# Death Row Last Statements analysis.

We will go over last statements of executed Texas convicts, and analyse topics and try to infer the sentiment of each text.

In [1]:
%%capture
!pip install contractions
!pip install --upgrade spacy
!python -m spacy download en_core_web_md

In [2]:
from google.colab import drive
import os
import warnings
import requests
from bs4 import BeautifulSoup
from lxml import etree
import pandas as pd

import spacy
import contractions
from gensim.models.phrases import Phraser
from gensim.utils import simple_preprocess
from gensim.parsing.preprocessing import preprocess_string, strip_tags, strip_short, strip_punctuation, strip_multiple_whitespaces, strip_numeric, remove_stopwords, stem_text
import nltk
from nltk.stem import WordNetLemmatizer
nltk.download('wordnet')

warnings.filterwarnings('ignore')
# This will prompt for authorization.
drive.mount('/content/drive')

# Change to assignment directory
path_to_folder = '/content/drive/My Drive/slef'
os.chdir(path_to_folder)


[nltk_data] Downloading package wordnet to /root/nltk_data...
[nltk_data]   Package wordnet is already up-to-date!

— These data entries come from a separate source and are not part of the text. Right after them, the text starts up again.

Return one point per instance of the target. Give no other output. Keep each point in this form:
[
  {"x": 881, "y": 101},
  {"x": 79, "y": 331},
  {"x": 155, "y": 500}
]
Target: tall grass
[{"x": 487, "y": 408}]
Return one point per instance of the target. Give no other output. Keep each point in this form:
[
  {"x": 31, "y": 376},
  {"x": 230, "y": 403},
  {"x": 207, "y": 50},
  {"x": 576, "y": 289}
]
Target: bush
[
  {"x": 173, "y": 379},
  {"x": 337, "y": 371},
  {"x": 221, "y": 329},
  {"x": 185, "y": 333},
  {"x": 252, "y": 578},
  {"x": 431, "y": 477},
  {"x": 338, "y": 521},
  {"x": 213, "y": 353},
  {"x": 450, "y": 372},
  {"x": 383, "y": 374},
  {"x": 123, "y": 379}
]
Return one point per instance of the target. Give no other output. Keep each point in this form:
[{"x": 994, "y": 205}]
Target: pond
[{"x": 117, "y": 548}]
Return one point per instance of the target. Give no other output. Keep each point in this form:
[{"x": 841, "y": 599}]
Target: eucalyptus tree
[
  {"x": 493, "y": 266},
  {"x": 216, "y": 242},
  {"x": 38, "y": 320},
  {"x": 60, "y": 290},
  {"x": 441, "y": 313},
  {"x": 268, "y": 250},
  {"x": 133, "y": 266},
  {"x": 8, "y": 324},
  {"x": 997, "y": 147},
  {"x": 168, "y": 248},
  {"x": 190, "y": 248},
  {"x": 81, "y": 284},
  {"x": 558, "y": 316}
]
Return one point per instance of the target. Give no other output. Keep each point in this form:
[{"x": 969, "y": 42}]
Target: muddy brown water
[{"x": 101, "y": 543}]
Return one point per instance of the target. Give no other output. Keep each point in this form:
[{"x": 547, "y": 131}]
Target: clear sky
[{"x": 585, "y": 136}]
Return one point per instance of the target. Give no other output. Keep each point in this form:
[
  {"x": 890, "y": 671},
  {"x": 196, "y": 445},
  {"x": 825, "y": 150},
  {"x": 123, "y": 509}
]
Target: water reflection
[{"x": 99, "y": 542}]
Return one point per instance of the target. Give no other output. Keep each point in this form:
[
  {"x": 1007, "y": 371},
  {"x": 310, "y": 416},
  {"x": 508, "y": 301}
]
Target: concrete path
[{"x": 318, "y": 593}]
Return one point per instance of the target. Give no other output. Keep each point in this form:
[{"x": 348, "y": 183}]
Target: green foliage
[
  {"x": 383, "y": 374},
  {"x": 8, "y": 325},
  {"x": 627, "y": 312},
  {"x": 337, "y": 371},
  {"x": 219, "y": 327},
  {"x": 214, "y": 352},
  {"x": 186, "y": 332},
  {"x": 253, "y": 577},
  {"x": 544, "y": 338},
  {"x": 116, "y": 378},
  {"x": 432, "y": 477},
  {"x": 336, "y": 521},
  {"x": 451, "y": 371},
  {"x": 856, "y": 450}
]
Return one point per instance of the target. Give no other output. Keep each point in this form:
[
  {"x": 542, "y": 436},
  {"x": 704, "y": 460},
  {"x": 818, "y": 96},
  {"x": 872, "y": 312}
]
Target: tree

Drive already mounted at /content/drive; to attempt to forcibly remount, call drive.mount("/content/drive", force_remount=True).


## Scraping and data loading
We will scrape the webpage using BeautifulSoup, and we will compose a pandas Dataframe with last statements of each inmate. The code ignores inmates that did not provide a last statement.

In [None]:

# Read HTML page using requests
url = 'https://www.tdcj.texas.gov/death_row/dr_executed_offenders.html'
html = requests.get(url,verify=False).content

# Parse HTML using Beautiful Soup
soup = BeautifulSoup(html, 'html.parser')
dom =  etree.HTML(str(soup))
last_stmt_link = dom.xpath('//a[contains(text(), "Last Statement")]')

output = []

for elem in last_stmt_link:
    try:
        link = elem.get('href')
        # Read HTML page for current prisoner's last statement
        html = requests.get(f'https://www.tdcj.texas.gov/death_row/{link}',verify=False).content
        soup = BeautifulSoup(html, 'html.parser')
        # Get prisoner's last statement text
        text = soup.select('p:nth-child(11)')[0].get_text().strip()
        # Assign 'None' if prisoner said nothing
        if text != '' and text != 'No last statement given.':
            output.append(text)
    except:
        print(f"page {link} not found")
        text = 'None'

page dr_info/greengarylast.html not found
page dr_info/runnelstravislast.html not found
page dr_info/youngchristopherlast.html not found
page dr_info/bibledannylast.html not found
page /death_row/dr_info/cardenasrubenlast.html not found
page /death_row/dr_info/pruettrobertlast.html not found
page dr_info/vasquezpablolast.html not found


In [None]:
statement_df = pd.DataFrame(output, columns=['Last Statement'])

In [None]:
statement_df.to_csv('data.csv')

Saving to csv and loading.

In [3]:
df = pd.read_csv('data.csv')

In [4]:
df=df[df['Last Statement'] != 'No last statement given.']

In [5]:
df.head()
df.shape

(475, 2)

## Preprocessing

In [6]:
import nltk
from nltk.tokenize import word_tokenize, sent_tokenize
from nltk.tag import pos_tag
from nltk.corpus.reader.wordnet import VERB, NOUN, ADJ, ADV
nltk.download('averaged_perceptron_tagger')
nltk.download('punkt')
FILTERS=[lambda x: x.lower(), strip_tags, strip_punctuation,
    strip_multiple_whitespaces, strip_numeric,
    remove_stopwords, strip_short]
py_lemmatizer = WordNetLemmatizer()
dict_pos_map = {
    # Look for NN in the POS tag because all nouns begin with NN
    'NN': NOUN,
    # Look for VB in the POS tag because all nouns begin with VB
    'VB':VERB,
    # Look for JJ in the POS tag because all nouns begin with JJ
    'JJ' : ADJ,
    # Look for RB in the POS tag because all nouns begin with RB
    'RB':ADV,
}


[nltk_data] Downloading package averaged_perceptron_tagger to
[nltk_data]     /root/nltk_data...
[nltk_data]   Package averaged_perceptron_tagger is already up-to-
[nltk_data]       date!
[nltk_data] Downloading package punkt to /root/nltk_data...
[nltk_data]   Package punkt is already up-to-date!


In [7]:
def remove_names(text):
    # Tokenize the text into sentences
    sentences = sent_tokenize(text)
    clean_text = ""

    # Iterate over each sentence
    for sentence in sentences:
        # Tokenize the sentence into words
        words = word_tokenize(sentence)

        words = [contractions.fix(word) for word in words]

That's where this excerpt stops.